As part of your pre-service training, you will live with a Zambian host family. The experience of living with a Zambian host family is designed to ease your transition into life in the countryside. Families have gone through an orientation conducted by Peace Corps staff to explain the purpose of the pre-service training program and to assist them in helping you adapt to living in Zambia. Many Volunteers form strong and lasting friendships with their home stay families.

Cross-culture and community development will be covered through a variety of training activities to help improve your skills of perception, communication, and facilitation. Topics such as community mobilization, conflict resolution, gender and development, and traditional and political structures are some examples.

Health Training

During pre-service training, you will be given basic medical training and information. Volunteers are expected to practice preventive health care and to take responsibility for their own health by adhering to all medical policies. The topics include preventive health measures and minor and major medical issues that Volunteers may encounter while in Zambia. Sexual health and harassment, nutrition, mental health, and safety issues are also covered.

Safety Training

During the safety training sessions, you will learn how to adopt a lifestyle that reduces risk in your home, at work, and during your travels. You will also learn appropriate, effective strategies for coping with unwanted attention, and learn about your individual responsibility for promoting safety throughout your service.
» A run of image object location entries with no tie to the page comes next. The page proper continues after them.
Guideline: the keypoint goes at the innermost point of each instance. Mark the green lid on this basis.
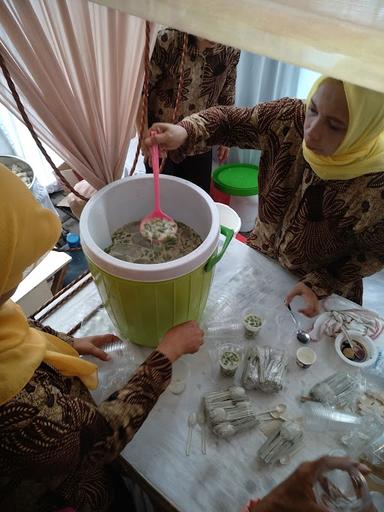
(237, 179)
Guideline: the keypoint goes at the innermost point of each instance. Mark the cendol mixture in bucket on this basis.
(129, 245)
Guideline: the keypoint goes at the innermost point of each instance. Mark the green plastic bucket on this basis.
(240, 183)
(144, 301)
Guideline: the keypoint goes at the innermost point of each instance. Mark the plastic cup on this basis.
(252, 324)
(305, 357)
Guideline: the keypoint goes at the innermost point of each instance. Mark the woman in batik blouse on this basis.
(321, 181)
(57, 448)
(209, 79)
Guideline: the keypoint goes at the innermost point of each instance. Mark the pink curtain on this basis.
(79, 69)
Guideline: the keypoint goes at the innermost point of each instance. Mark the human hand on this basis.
(90, 345)
(168, 136)
(222, 154)
(296, 492)
(310, 298)
(182, 339)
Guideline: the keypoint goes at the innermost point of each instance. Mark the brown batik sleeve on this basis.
(365, 259)
(49, 431)
(126, 410)
(244, 127)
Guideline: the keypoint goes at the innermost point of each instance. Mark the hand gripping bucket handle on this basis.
(215, 258)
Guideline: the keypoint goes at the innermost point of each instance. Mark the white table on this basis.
(225, 478)
(34, 290)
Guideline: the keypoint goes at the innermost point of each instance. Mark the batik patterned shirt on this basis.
(209, 78)
(57, 446)
(329, 233)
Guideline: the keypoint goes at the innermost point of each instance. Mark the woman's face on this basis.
(326, 118)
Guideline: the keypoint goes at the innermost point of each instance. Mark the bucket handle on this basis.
(215, 258)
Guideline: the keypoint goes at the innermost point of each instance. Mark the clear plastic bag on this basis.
(264, 369)
(341, 390)
(282, 443)
(322, 418)
(342, 491)
(115, 373)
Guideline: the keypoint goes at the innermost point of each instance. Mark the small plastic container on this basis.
(240, 182)
(229, 218)
(305, 357)
(252, 324)
(365, 342)
(223, 329)
(229, 356)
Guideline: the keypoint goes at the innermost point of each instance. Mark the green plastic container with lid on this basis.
(237, 185)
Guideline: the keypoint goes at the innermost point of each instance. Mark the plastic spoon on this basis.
(192, 420)
(275, 414)
(355, 351)
(201, 423)
(301, 335)
(157, 226)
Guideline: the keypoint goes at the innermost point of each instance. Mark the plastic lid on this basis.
(73, 240)
(237, 179)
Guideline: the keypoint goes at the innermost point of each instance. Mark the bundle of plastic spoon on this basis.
(338, 390)
(282, 443)
(229, 411)
(265, 369)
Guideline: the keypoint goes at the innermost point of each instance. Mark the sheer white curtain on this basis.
(262, 79)
(78, 68)
(16, 140)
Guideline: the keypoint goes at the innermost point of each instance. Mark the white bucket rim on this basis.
(150, 272)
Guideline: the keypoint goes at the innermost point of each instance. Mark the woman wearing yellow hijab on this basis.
(55, 444)
(321, 181)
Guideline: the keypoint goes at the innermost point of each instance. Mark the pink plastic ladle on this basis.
(150, 221)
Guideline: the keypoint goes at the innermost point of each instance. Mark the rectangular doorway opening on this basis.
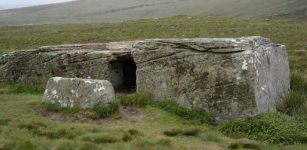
(123, 75)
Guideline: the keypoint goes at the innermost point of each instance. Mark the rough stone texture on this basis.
(85, 93)
(230, 78)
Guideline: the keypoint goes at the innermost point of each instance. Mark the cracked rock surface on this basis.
(84, 93)
(230, 78)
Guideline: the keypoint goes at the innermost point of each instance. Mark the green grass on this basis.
(22, 127)
(118, 10)
(7, 88)
(292, 34)
(268, 127)
(288, 127)
(192, 115)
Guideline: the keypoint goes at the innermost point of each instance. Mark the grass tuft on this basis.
(100, 139)
(174, 108)
(295, 103)
(9, 88)
(179, 132)
(136, 100)
(269, 127)
(154, 145)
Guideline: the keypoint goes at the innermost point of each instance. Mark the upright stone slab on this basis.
(84, 93)
(230, 78)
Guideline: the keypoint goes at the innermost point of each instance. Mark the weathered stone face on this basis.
(84, 93)
(230, 78)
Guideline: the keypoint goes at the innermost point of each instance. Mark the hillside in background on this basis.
(84, 11)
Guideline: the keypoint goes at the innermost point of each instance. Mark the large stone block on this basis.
(84, 93)
(230, 78)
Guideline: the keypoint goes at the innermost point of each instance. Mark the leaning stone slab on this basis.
(85, 93)
(230, 78)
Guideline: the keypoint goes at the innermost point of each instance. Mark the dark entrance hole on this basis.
(123, 75)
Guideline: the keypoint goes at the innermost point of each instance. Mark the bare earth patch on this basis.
(127, 113)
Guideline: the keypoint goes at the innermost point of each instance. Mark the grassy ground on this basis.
(23, 128)
(292, 34)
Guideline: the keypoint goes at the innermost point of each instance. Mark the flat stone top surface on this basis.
(218, 45)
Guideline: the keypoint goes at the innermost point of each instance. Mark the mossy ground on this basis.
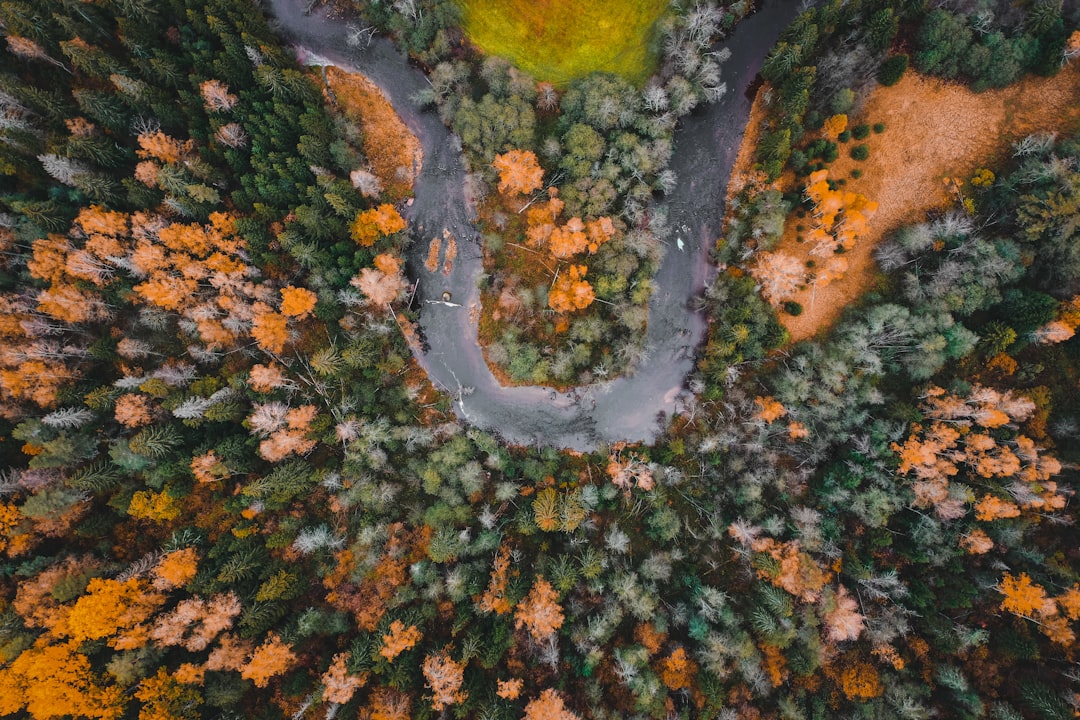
(561, 40)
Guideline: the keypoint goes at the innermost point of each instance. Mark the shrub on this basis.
(892, 70)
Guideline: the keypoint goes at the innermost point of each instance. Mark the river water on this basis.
(631, 408)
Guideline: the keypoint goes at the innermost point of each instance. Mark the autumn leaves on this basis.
(838, 218)
(521, 174)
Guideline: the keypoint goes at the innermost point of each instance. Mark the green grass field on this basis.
(561, 40)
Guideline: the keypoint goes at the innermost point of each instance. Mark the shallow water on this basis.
(632, 408)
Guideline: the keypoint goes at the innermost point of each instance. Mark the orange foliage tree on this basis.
(677, 670)
(520, 173)
(338, 685)
(570, 290)
(539, 611)
(495, 597)
(297, 302)
(269, 660)
(269, 328)
(383, 283)
(444, 678)
(954, 446)
(399, 639)
(55, 681)
(369, 225)
(110, 607)
(548, 706)
(163, 697)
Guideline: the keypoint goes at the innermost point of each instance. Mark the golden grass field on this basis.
(561, 40)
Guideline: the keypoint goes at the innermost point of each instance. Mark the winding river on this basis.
(632, 408)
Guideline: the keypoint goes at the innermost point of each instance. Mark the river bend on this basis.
(631, 408)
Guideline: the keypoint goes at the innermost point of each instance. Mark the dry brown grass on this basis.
(393, 151)
(934, 130)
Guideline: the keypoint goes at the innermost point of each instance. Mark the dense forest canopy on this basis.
(231, 492)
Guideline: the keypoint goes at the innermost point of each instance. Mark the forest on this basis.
(230, 489)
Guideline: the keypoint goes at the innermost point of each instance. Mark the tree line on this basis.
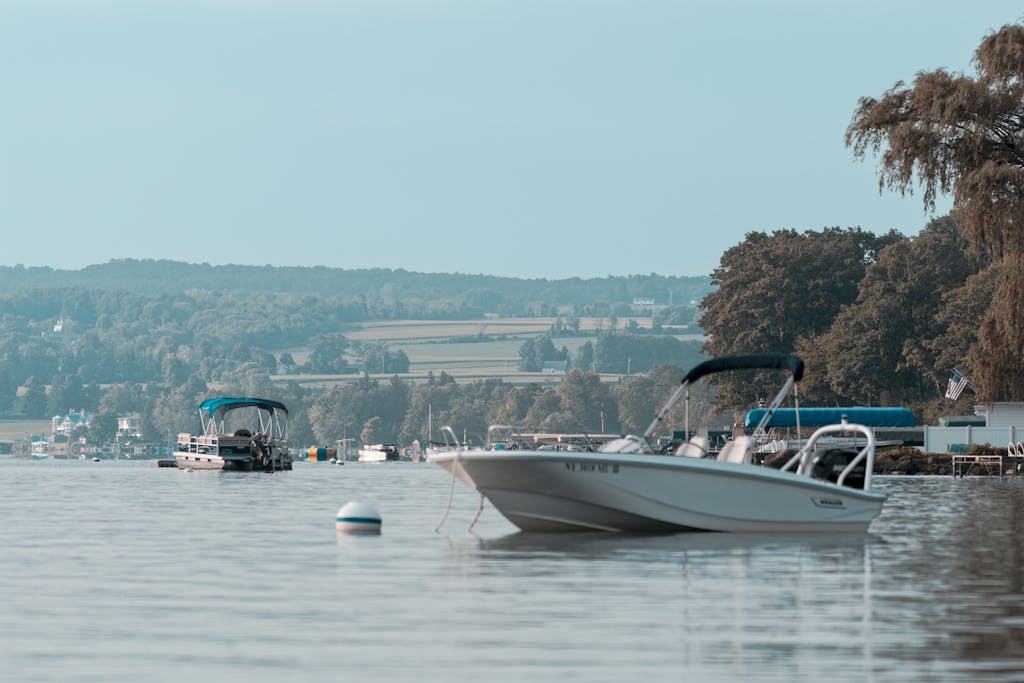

Additional Trainings During Volunteer Service

In its commitment to institutionalize quality training, the Peace Corps has implemented a training system that provides Volunteers with continuous opportunities to examine their commitment to Peace Corps service while increasing their technical and cross-cultural skills.

Over the two-year Volunteer term of service, there are usually three kinds of training events. The titles and objectives for those trainings are as follows:

  • Pre-Service Training: Provides trainees with solid technical, language, and cross-cultural knowledge to prepare them for living and working successfully in Zambia.
  • In-Service Training: Provides an opportunity for Volunteers to upgrade their technical, language, and project development skills while sharing their experiences and reaffirming their commitment after having served for three to six months. There are typically two in-service trainings during a Volunteer’s tour of service.
  • Close of Service Conference: Prepares Volunteers for the future after Peace Corps service and to review Volunteers’ respective projects and personal experiences.